Juan Carlos estaba husmeando en el despacho del entonces –finales de los años 80– concejal presidente de Centro, Ángel Matanzo, un personaje peculiar, antecedente del populismo que irrumpiría después en la política. Una pareja de policías municipales se presentó ante Matanzo con un individuo: le habían interceptado en la calle vendiendo globos sin la correspondiente licencia. El edil, magnánimo y con aires de don mafioso, dijo: "¿No venden droga en las calles? ¡Pues dejad a este hombre tranquilo! ¡Que venda globos!".

Matanzo, conocido como el sheriff de Centro, acabó sus días como concejal tras un enfrentamiento con el edil de Cultura, después de que decretase a las bravas el cierre del teatro Alfil. Eran los años en los que la droga se movía por Madrid sin velos que la ocultase: por la almendra de la capital se vendían y se consumían sustancias a plena luz, incluso en los aledaños de la Gran Vía había inmuebles destinados exclusivamente a la venta y el consumo de estupefacientes, mucho antes del feliz hallazgo de la palabra narcopiso. Matanzo intentó erradicar el problema con la misma sutileza que el chimpancé armado en un reciente relato de Don Winslow recogido en 'Rotos', pero su desastrosa gestión sirvió para evidenciar que la droga campaba a sus anchas por Madrid.

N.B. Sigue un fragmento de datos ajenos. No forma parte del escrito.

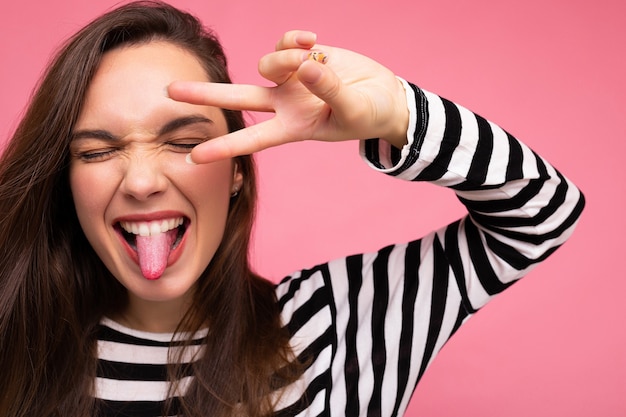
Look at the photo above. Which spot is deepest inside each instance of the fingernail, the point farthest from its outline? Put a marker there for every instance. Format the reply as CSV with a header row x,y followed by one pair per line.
x,y
318,56
306,38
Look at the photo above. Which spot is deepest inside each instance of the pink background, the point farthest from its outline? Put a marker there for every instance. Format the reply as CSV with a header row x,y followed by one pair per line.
x,y
550,71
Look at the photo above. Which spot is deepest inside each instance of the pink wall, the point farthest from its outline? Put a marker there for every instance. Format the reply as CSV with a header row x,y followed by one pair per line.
x,y
550,71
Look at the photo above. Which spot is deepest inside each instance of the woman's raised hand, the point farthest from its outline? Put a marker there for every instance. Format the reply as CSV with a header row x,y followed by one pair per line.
x,y
348,96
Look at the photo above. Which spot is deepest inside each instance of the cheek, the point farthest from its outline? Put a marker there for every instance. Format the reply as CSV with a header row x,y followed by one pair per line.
x,y
89,189
206,185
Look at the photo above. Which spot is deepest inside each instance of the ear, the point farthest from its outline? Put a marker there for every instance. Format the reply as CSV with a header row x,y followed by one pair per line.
x,y
237,178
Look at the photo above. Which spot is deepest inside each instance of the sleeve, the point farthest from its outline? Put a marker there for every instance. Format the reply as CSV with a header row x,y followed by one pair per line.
x,y
370,324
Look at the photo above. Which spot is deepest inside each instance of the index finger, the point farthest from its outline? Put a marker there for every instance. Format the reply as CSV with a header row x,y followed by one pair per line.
x,y
245,141
222,95
297,39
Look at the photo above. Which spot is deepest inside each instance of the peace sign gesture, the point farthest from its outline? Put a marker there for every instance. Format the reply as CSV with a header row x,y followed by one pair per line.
x,y
322,93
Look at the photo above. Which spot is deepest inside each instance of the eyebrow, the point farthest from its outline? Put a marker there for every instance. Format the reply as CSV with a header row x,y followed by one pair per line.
x,y
169,127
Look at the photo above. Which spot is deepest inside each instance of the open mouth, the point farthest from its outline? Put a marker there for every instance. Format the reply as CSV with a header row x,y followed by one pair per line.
x,y
130,230
153,244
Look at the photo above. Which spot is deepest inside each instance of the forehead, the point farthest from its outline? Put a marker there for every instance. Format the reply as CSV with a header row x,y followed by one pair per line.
x,y
128,90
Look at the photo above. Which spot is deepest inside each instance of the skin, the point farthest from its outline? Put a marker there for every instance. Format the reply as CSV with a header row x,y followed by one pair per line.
x,y
348,97
128,164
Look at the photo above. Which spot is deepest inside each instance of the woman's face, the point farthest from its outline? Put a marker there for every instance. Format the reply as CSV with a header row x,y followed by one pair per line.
x,y
154,220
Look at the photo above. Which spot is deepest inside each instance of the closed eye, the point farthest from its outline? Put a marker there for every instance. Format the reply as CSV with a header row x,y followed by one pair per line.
x,y
96,155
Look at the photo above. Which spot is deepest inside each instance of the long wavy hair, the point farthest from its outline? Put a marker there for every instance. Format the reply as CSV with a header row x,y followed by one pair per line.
x,y
53,287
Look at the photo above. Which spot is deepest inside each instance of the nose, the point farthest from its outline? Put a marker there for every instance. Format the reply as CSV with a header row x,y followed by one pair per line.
x,y
143,177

Treinta años después, se siguen vendiendo globos y también droga en el centro de la ciudad. La heroína que devastó a una generación fue sustituida por la cocaína –aún en alza– y hoy son las drogas sintéticas las más demandadas en determinados ambientes de la capital, donde incluso su consumo pasa por ser cool, se ha banalizado, igual que se banalizaron otras drogas. A principios de este sigo, hasta en algunos platós se hablaba abiertamente de las rayas que se metían famosos de medio y de gran octanaje.

La reflexión viene motivada por la reciente detención de Rafael Amargo y, sobre todo, por sus declaraciones posteriores: "En mi casa lo que hay es mucha alegría". En su casa, lo que los agentes de la comisaría de Centro encontraron fue útiles para el consumo de drogas, y en la de su amigo y productor, Eduardo de los Santos, ochenta gramos de metanfetamina, ketamina, 2CB, GHB… Mucha alegría y mucha gente que ha perdido pie para siempre por culpa de esas drogas. Banalizar y hasta hacer apología de su consumo es una insensatez. Aunque seas un artista que encima de las tablas te sientas por encima de todo. Porque, como cantaba Enrique Urquijo, muerto en un portal tras un chute de heroína, "cómo explicar que me siento vulgar al bajarme de cada escenario". Y Amargo aún no ha explicado por qué llevaba al salir de un ensayo, cuando fue detenido, una balanza de precisión. ¿Para vender alegría? La Justicia tiene la última palabra.